Day two in Barcelona was Tao’s birthday day, and I’d planned a couple of surprises for him.
In the morning, we went to Camp Nou, home of Futbol Club Barcelona. There’s a museum tour (I’d done it before and wasn’t particularly enamoured by it, but I knew the birthday boy would want to experience it). The history of the club is actually really interesting – it was founded in 1899 by a group of Swiss, English and Catalan footballers led by Joan Gamper, and the museum tour experience is a mix of photos, stories, artefacts (such as original football strips and boots) and trophies. Oh lord so many trophies.
Tao is an Arsenal fan and we had a sad little photoshoot next to a trophy that FCB won over Arsenal…
Also as part of the tour you get to go outside the museum and into the stadium grounds – with a capacity of 99,000, its the biggest stadium in Europe. It’s somewhat hard to really comprehend just how big it is, even with photos…
One of my favourite things about FCB is their slogan “Més que un club” (More than a club). It came to symbolise the Catalan people and their desire for freedom. The slogan is printed across the stadium.
After a quick pitstop for tapas (patatas bravas with every meal, no regrets) we hopped in a taxi and sped over to Sagrada Familia. One of the most popular attractions in Barcelona, when pre-booking you have to choose a specific timeslot. As part of the tickets I bought, we got entry to the main church, entry up to the towers of one of the facades, and an audio guide.
Sagrada Familia is another Gaudi masterpiece. I don’t even think masterpiece is enough to describe it. Construction began in 1882, and in 2010 it passed the midway completion point. Currently its schedule to be finished in 2026, 100 years after Gaudi died. Previous estimates, based on the technology of the day, guessed that it would take hundreds of years to complete, but thanks to improvements in design technology (and a boost of funding), it should be finished earlier.
It’s difficult to know where to start when describing it. We entered from the Nativity facade. Ultimately there will be three grand facades – the completed Nativity facade (which has the most influence from Gaudi, having been worked on during his lifetime), the Passion facade which was completed in the 70’s, and the Glory facade whihc is yet to be completed.
The Nativity facade depicts the birth of Jesus. Because it was worked on during Gaudi’s lifetime, it’s intricate and elaborate, taking a lot of influence from nature. It’s overwhelming, to say the least.
In comparison, the Passion facade is sparse, austere and full of harsh lines. Portraying the suffering of Jesus during his crucifixion and the suffering of man, it’s a colder, more dramatic aspect. The Glory facade is still under construction and under tarpaulin, sadly!
But it’s the inside of the church that captured my heart.
Gaudi’s vision was a cathedral-sized church that embraced nature and brought light in intelligent and strategic ways.

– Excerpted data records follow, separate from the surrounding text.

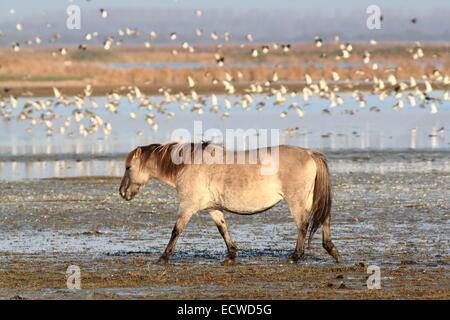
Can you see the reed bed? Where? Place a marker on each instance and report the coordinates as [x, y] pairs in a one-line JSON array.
[[84, 67]]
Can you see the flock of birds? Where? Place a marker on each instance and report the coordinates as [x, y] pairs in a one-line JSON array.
[[85, 117]]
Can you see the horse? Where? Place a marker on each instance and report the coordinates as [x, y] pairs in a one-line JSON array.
[[238, 185]]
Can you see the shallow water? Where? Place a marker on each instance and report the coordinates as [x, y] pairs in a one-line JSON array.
[[385, 214], [39, 155], [391, 207]]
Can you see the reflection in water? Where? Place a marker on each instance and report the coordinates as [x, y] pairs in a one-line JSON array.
[[18, 170], [407, 162], [408, 128]]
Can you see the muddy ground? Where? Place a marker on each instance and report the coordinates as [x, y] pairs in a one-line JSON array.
[[398, 221]]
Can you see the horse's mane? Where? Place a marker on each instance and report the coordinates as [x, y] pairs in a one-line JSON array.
[[162, 154]]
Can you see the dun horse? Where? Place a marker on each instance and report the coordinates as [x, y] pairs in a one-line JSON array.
[[301, 179]]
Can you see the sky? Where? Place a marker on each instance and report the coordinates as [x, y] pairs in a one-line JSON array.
[[29, 7], [268, 20]]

Often when we think of light and and wanting a well lit space, that space is just flooded with light and there’s no balance. Gaudi understood balance, and knew that too much light was not right for his vision either.

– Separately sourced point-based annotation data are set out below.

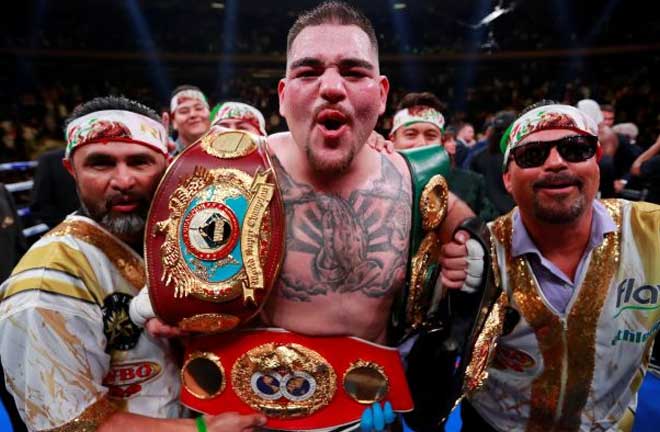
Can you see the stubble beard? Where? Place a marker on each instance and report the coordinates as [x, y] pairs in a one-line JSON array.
[[558, 211], [123, 225]]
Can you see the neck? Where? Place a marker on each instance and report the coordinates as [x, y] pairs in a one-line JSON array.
[[365, 164]]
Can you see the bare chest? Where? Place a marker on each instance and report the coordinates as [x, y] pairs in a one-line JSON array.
[[346, 255]]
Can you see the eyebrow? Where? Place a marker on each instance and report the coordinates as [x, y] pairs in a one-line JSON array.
[[343, 63]]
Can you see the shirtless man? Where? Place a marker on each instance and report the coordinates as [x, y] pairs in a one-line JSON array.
[[348, 207]]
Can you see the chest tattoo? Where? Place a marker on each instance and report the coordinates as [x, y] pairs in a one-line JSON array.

As you enter the church, you’re struck by phenomenal stained glass, giant tree-like pillars that spread into branches with leaves at the ceiling, and light.

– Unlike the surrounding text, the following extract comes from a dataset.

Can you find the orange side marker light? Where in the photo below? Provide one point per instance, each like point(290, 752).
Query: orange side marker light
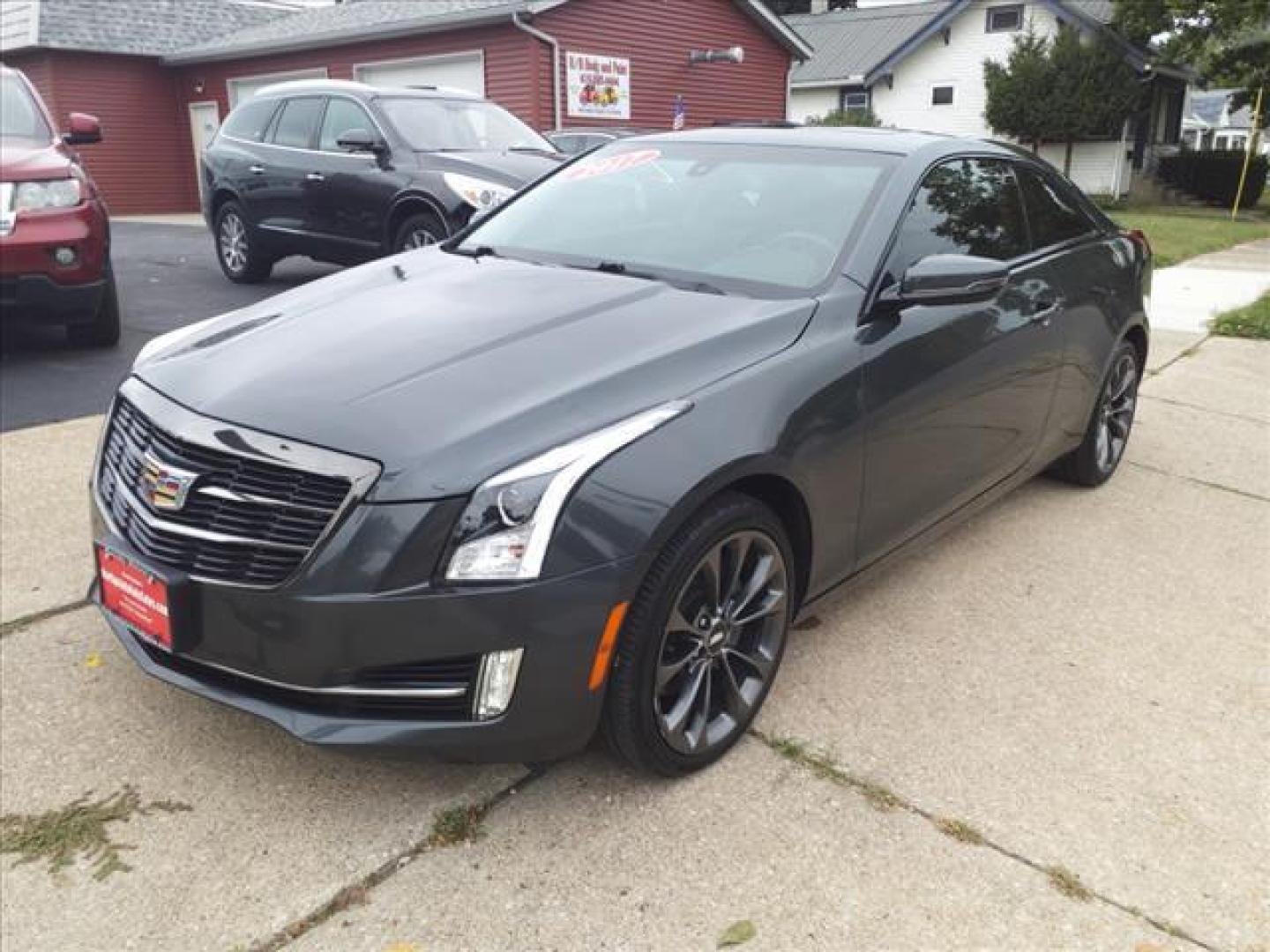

The stained glass is incredible, following Gaudi’s mosaic style (seen previously in Casa Batllo for example). We sat in the church (which is in a typical cross-shape) for a long time just marvelling at the light, the windows, the colours.
The ceiling is also beautiful beyond words – there are signs of nature everywhere, the columns themselves mirroring trees and branches.
At the centre of the cross is a statue of Jesus, and despite not being religious myself, it was refreshing to see people acknowledge this is a church and not just a tourist attraction.
As part of our trip, we took the (only slightly scary) lift up one of the towers on the Nativity facade. Way up high above the city, on a sunny day, it’s a stunning experience.
That said, in hindsight, walking down the teeny tiny narrow spiral staircase, with occasional light from little windows, its quite a nervy experience. The lift up, in comparison, was a breeze. As you walk down, there are little balconies where you can step out and get a wonderful view of the city – but it’s definitely not for those with a fear of heights!
When we got back down to ground level (which took ages because seriously, that scary spiral staircase is slow-going) we explored the Passion facade and admired the towers.
An absolute must-see in Barcelona – I know everyone says that, but I have to admit, before I visited the first time, I didn’t know much about it and wasn’t that bothered. Shame on me. It’s incredible, go and see it, you won’t regret it.